Home IPO LIC IPO Listing: LIC listing will improve its prospects, credit profile says Moody’s

LIC IPO Listing: LIC listing will improve its prospects, credit profile says Moody’s

by Chris Williams
Mumbai: Public listing of the Life Insurance Corp of India (LIC) will improve transperancy in its operations, encourage better underwriting and risk management leading to a better credit profile, rating agency Moody’s said in a note.

New foreign shareholders in LIC will not only improve capital adequacy and financial flexibility but also enhance’s LIC’s operational and distribution efficiences by pushing for a wider online distribution network.

“As a listed company with external shareholders, we expect LIC to tighten its underwriting standards and improve its risk management and governance, which should contribute to a stronger financial profile.

Given its dominant and market trend setting position, these enhancements at LIC will likely drive similar improvements across the wider Indian life insurances sector, a credit positive,” Moody’s said.

The government has put 3.5% out of its 100% in LIC on the block through this IPO which began subscription on May 4 and closes on May 9.

It expects to garner Rs 21,000 crore through the share sale, the largest from India through an IPO. Already Rs 5630 crore has been raised from large institutional investors dominated by local mutual funds.

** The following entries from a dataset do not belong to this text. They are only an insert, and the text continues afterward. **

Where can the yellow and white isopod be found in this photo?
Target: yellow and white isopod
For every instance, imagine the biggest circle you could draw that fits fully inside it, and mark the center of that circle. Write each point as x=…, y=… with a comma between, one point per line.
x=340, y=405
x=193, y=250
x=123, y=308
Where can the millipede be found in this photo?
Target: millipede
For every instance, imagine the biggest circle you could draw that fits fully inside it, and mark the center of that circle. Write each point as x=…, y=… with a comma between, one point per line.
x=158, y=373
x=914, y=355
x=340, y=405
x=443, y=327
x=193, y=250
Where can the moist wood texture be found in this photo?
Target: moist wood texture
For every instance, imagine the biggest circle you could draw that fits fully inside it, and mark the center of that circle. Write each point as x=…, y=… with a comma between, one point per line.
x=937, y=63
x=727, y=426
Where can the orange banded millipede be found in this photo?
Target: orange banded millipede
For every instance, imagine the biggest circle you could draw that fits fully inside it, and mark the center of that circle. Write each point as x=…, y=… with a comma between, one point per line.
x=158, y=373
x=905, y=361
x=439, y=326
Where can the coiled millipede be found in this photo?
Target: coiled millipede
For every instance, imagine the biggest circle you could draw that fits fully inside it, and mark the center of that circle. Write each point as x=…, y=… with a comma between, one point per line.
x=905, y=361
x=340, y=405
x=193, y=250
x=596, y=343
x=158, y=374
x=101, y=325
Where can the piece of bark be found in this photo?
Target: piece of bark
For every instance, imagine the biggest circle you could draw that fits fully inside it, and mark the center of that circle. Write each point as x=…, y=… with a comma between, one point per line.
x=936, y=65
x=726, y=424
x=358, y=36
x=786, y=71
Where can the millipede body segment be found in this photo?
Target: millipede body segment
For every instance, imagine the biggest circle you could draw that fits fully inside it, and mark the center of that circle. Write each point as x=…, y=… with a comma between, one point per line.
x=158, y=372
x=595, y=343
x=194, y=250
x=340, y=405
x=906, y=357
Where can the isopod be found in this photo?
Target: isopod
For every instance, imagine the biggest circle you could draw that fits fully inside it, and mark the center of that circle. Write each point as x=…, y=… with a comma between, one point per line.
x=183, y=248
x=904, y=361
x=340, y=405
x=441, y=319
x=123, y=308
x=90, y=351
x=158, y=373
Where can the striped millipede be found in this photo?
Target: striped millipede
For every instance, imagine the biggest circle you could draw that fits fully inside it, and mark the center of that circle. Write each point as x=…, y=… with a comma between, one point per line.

Foreign institutional investors include GIC of Singapore, BNP Paribas and a Norwegian pension fund. Foreign investors could ultimately own upto 20% of LIC shares, Moody’s said.

The presence of foreign investors could support LIC’s sales growth, given the increasing importance of digital distribution in the life industry, and the greater geographic reach of online sales. “However, these benefits will likely remain somewhat limited until the government sells a larger stake, allowing external investors to build a more strategic stake in the company,” Moody’s said.

India’s life insurance sector generated new business premiums of Rs 3.1 lakh crore in the fiscal year ended March 2022, bringing its five year compound annual growth rate (CAGR) to a strong 17.8%.

Moody’s expects sustained premium growth for India’s insurance industry, driven by continued economic expansion and rising demand for health and life protection products and low rate of premiums as a percentage of GDP compared to developed markets such as the UK and the US and also below large developing markets such as China.

LIC’s market share has fallen to 63% in fiscal ended March 2021 from 71% in March 2016. But Moody’s expects post-IPO improvements in LIC’s operating performance and profitability to drive comparable changes across the wider life insurance sector.

“This is because as India’s dominant life insurer, LIC often sets the trend for pricing and policy terms…We also expect foreign insurers to continue investing in India’s private insurers where the 49% foreign direct investment limit is much higher than the 20% allowed in LIC. Many global companies already present in India through joint ventures may increase their ownership stakes in their local affiliates,” Moody’s said.